Esta mañana fue algo.
Un poco de nieve sobre el pasto.
El sol flotó en un cielo azul despejado.
El mar estaba azul, azul-verde,
tanto como el ojo podría ver.
Apenas una onda. Calma.
Me vestí y salí para una caminata
–determinado a no volver
hasta tomar aquello que la Naturaleza tenía para ofrecerme-.
Pasé cerca de unos árboles viejos y torcidos.

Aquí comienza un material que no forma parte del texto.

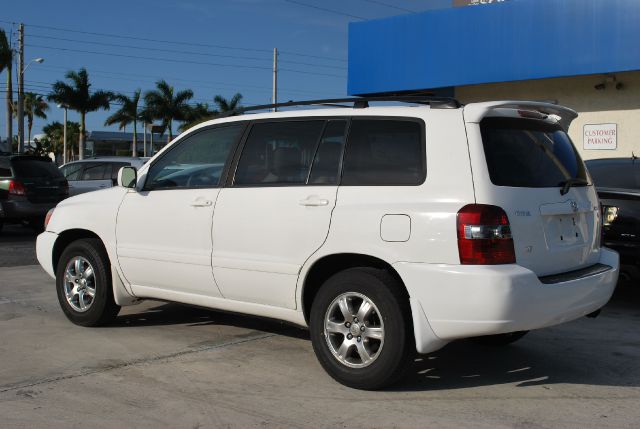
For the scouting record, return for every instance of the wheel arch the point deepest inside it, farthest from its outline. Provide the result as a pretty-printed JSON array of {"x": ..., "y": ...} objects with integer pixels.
[
  {"x": 67, "y": 237},
  {"x": 326, "y": 266}
]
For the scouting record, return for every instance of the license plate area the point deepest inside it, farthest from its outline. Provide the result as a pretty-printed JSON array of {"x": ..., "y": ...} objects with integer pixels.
[{"x": 566, "y": 230}]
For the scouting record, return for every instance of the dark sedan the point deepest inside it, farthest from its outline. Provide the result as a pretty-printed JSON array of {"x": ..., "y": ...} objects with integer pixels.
[
  {"x": 618, "y": 183},
  {"x": 29, "y": 187}
]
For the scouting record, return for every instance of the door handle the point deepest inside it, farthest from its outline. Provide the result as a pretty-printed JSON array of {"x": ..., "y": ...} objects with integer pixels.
[
  {"x": 201, "y": 203},
  {"x": 314, "y": 201}
]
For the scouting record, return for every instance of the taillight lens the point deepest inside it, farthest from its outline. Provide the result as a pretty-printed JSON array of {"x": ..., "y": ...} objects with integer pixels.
[
  {"x": 16, "y": 188},
  {"x": 47, "y": 218},
  {"x": 484, "y": 236},
  {"x": 65, "y": 187}
]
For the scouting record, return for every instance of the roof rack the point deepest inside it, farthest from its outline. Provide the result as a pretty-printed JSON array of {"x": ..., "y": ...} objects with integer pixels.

Crucé un campo sembrado de rocas,
donde la nieve se había filtrado.
Continué caminando hasta alcanzar el acantilado
donde contemplé el mar, el cielo
y las gaviotas revoloteando al ras de la playa blanca.
Todo encantador. Todo bañado en una luz pura y fría.
Pero, como siempre, mis pensamientos comenzaron a divagar.
Tuve que torcer mi voluntad
para ver lo que estaba contemplando y nada más.
(¡Y lo estuve viendo por un minuto o dos!)
Por un minuto o dos surgieron las habituales reflexiones
sobre lo que esta bien y lo que está mal
–el deber, dulces recuerdos, pensamientos sobre la muerte,
cómo debo tratar con mi ex esposa-.
Todas las cosas que esperaba que se esfumaran aquella mañana.
La materia con la que vivo cada día.
Todo lo que he andado para mantenerme vivo.
Por un minuto o dos me olvidé de mi persona y de todo lo demás.
Sé que lo hice.
Cuando volví no sabía dónde estaba.
Hasta que unos pájaros aparecieron desde los árboles nudosos.
Y volaron en dirección hacia donde necesitaba ir.